The above StreamGraphs show the texts delivered by Obama and McCain recently on the American economy. Click on either one to see more detail. Obama's remarks, given the title Renewing American Competitiveness, were delivered at Kettering University in Flint, Michigan on June 16th, 2008. John McCain delivered his remarks concerning America's Leadership in the Global Economy to the National Restaurant Association, in Chicago, Illinois, on May 19, 2008. Of course it's more informative to actually read the texts but these things do jump out from the graphics:

  • McCain mentions 'tax' a lot more than Obama
  • McCain mentions 'tax' a lot more towards the beginning of his speech than the end
  • McCain mentions the large numbers 'million', 'billion' and 'trillion' a lot, they aren't prominent in Obama's remarks
  • Obama mentions 'teachers', 'schools', and 'education' a lot, not McCain
  • They both discuss 'jobs' and 'trade' although trade is a bit more prominent towards the end of Obama's speech
  • Obama mentions 'oil' and 'energy'
  • McCain mentions 'farmers' and 'subsidies'
  • Obama mentions 'Bush', McCain doesn't mention him with any prominence

My Twitter ID

By: Jeff Clark    Date: Wed, 18 Jun 2008

I've been having fun playing with Twitter data lately. It's a wonderful playground for those interested in analyzing text data. I'm also starting to actually use the service a bit more for early announcements of projects I'm working on. Feel free to follow Jeff Clark to see my updates. I try and keep my signal to noise ratio pretty good :-)

Little Brother StreamGraph

By: Jeff Clark    Date: Tue, 17 Jun 2008

I have created another StreamGraph, this one for the book Little Brother, by Cory Doctorow. Click on it to see a larger version. It shows the distribution of proper noun references across the text. Here are a few things you can pick out from the graph:

  • major people referenced seem to be Darryl, Ange, Van
  • lots of secondary characters like Charles, Marcus, Mom, Dad, Jolu
  • Jolu appears primarily around the middle of the text
  • Ange referenced much more often in the second half of text
  • About 1/3 through the text there are lots of references to Booger, Zit, and Pigspleen none of which seem to reappear afterwards to any great degree
  • Booger, Zit, and Pigspleen seem associated with Internet, Xnet
  • Masha figures prominently in the end of the text but not beforehand

See the post Tom Sawyer Character StreamGraph for a very brief description of how it was constructed. The design of the graph is based loosely on those created by Lee Byron.

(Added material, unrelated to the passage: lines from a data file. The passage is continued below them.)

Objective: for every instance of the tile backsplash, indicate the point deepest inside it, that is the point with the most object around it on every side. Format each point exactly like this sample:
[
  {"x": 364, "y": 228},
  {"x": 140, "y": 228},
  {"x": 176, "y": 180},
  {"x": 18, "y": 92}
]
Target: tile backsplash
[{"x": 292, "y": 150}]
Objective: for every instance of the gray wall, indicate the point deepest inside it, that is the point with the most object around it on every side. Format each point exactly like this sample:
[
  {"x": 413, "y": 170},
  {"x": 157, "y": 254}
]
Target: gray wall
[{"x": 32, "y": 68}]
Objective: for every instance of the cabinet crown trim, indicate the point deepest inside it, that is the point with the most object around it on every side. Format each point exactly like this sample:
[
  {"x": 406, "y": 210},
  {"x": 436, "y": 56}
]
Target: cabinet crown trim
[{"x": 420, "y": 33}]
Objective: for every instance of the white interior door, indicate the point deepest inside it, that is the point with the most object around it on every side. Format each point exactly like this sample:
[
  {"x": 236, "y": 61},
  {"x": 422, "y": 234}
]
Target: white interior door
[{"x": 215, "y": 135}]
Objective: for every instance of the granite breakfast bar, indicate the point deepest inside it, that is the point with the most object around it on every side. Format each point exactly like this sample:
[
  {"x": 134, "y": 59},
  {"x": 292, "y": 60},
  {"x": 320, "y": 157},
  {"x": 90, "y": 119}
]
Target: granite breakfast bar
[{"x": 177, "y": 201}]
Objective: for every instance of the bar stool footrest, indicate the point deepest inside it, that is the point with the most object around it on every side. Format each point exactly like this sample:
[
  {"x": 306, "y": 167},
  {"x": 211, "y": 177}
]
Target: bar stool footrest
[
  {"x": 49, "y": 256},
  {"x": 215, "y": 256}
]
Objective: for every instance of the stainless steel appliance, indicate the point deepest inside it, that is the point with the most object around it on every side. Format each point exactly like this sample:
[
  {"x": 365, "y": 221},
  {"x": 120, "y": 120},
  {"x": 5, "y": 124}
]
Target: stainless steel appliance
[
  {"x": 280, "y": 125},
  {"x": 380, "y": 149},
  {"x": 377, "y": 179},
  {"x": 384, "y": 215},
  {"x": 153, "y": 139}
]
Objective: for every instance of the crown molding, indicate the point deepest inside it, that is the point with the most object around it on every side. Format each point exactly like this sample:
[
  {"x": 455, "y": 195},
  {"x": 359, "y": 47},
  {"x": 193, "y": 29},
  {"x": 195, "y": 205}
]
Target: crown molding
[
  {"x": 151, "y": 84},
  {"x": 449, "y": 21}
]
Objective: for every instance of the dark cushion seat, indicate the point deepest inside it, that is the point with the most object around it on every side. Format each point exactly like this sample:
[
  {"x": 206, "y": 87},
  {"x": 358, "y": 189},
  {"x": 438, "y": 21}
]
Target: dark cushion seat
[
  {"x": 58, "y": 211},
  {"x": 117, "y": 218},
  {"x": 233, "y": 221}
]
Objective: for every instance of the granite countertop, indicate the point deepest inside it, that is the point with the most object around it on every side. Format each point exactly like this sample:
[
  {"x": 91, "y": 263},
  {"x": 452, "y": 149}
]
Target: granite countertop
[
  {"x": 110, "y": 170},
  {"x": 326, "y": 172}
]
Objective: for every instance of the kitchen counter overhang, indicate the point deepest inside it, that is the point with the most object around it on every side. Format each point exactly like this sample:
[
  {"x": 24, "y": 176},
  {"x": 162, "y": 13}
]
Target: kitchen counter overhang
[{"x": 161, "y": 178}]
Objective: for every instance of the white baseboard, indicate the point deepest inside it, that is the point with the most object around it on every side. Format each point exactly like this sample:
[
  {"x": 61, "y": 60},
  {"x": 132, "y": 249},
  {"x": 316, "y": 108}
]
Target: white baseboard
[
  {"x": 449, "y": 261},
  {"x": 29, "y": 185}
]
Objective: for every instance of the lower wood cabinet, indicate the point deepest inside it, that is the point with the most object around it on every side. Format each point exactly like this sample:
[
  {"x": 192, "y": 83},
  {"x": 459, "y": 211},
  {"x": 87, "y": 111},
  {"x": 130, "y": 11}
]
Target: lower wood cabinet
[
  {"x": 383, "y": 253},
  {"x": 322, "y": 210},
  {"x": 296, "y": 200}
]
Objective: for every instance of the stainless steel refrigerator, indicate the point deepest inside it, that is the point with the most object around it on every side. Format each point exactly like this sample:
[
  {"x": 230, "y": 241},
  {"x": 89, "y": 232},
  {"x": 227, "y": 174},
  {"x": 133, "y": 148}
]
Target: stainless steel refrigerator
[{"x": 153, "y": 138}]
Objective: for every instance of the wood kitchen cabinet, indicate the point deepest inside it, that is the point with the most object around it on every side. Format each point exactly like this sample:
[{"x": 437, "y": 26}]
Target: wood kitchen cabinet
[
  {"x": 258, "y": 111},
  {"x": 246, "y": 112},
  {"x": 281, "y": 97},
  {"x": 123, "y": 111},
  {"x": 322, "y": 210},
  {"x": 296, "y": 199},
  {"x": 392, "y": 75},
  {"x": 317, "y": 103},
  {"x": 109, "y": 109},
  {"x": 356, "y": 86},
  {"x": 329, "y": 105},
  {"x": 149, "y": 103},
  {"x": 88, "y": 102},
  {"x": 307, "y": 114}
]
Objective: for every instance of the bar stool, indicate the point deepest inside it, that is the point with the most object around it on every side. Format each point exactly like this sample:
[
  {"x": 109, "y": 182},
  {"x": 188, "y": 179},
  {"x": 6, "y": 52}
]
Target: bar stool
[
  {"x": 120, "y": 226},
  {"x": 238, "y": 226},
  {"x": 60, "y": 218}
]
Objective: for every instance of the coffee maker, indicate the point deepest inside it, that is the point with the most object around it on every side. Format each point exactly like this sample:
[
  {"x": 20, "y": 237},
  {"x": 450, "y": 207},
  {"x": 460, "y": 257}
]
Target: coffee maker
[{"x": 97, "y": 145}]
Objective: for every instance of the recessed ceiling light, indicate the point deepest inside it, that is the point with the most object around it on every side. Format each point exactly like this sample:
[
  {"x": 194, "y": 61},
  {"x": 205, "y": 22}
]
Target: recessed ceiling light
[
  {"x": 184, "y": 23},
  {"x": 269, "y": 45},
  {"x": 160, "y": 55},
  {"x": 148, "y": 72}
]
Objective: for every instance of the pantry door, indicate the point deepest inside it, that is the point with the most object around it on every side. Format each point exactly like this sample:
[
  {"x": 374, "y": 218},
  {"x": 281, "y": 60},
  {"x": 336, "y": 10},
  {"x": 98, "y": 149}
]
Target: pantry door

Here is another for a different work by Cory, Down and Out in the Magic Kingdom.

Tom Sawyer Character StreamGraph

By: Jeff Clark    Date: Tue, 17 Jun 2008

The above image is a StreamGraph for the book The Adventures of Tom Sawyer, by Mark Twain. Click on it to see a larger version. It seems to do a pretty good job of communicating the ebb and flow of the various characters throughout the book. The Mississippi River figures prominently in the book so a stream-like representation of the text seems appropriate.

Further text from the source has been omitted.